Speakers - CWC 2023

Abstract

Introduction

Fibroblast growth factor receptor (FGFR) signaling is paramount in facilitating the physiological process, such as angiogenesis, cell differentiation, migration, proliferation, wound repair, and apoptosis. However, when deregulated, it can contribute to the progression of many cancers, including breast and cervical. Previous studies demonstrated a cleaved form of FGFR1 by Granzyme B to be localized to the nucleus of breast cancer (BCa) cell lines and act as a transcription factor. Interestingly, cancers with aberrant FGFRs face a major challenge which is the development of resistance against the FGFR Tyrosine Kinase inhibitors (TKI).
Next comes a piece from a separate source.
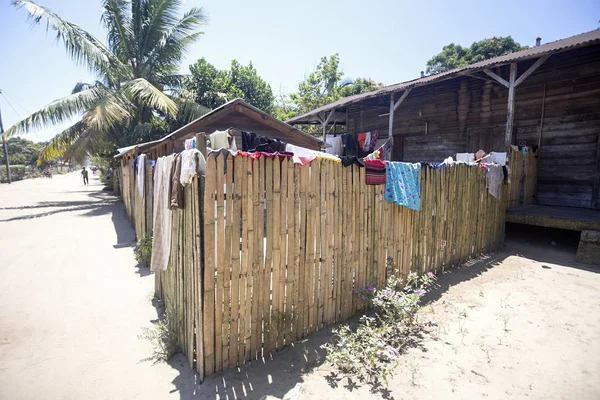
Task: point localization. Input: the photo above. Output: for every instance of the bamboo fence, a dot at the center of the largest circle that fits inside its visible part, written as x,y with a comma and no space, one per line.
286,246
265,252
Our aims are to (1) establish the involvement of FGFR signaling in cervical and breast cancer and (2) identify possible drug resistance (DR) mechanisms involved in human cervical cancer cell lines (HCCCLs) that are resistant to an FGFR inhibitor.

Methods

Activation of downstream signaling pathways, and/or FGFR subcellular localization, upon treatment with recombinant FGFs in the presence and absence of an FGFR inhibitor (PD173074) or MMP inhibitor (SB-3CT), was assessed with Western Blot (WB) and immunocytochemistry (ICC).  Transcriptomic analysis was performed to detect differentially expressed genes (DEG) between DR and wild-type HCCCLs (SiHa, HeLa, and Caski).  We have also transiently transfected MCF-7 and MDA-MB-231 human BCa cells with a pRT[TetOn]-FGFR1 construct, tagged on the N- and C- terminus with HA and FLAG respectively, to study the subcellular localization of FGFR1. Real-time PCR, WB, and ICC were used to validate transcriptome and assess FGFR1 overexpression and its subcellular localization. Cell proliferation, apoptosis, and cell migration were assessed using Incucyte Zoom, Annexin V Red Reagent, and WST-1.

Results

Activation of FGFR signaling enhanced metastatic behavior and promoted nuclear FGFR localization in breast and cervical cancer cell lines. These effects were abolished in the presence of PD173074 or SB-3CT inhibitors.  FGFR1 overexpression further supported the observation that cleaved FGFR can localize in the nucleus. DR HCCCLs were more proliferative and migratory and less apoptotic than the wild-type cells with and without PD173074. Interestingly, FGF treatment activated downstream signaling pathways, such as ERK, but co-treatment with PD173074 abolished the effect in both wild-type and DR cells. However, there was no difference in pAKT. Transcriptome analysis and subsequent validation revealed five upregulated (e.g., PLCB4) and nine downregulated (e.g., PLCB4) DEGs in DR HCCCL.

Conclusion

 FGFR activation promotes nuclear FGFR1 translocation, while MMP cleavage is a possible mechanism in BCa cells. Transcriptome analysis highlighted PHLDA1 and PLCB4 genes as a potential mechanism of drug resistance in CCCL.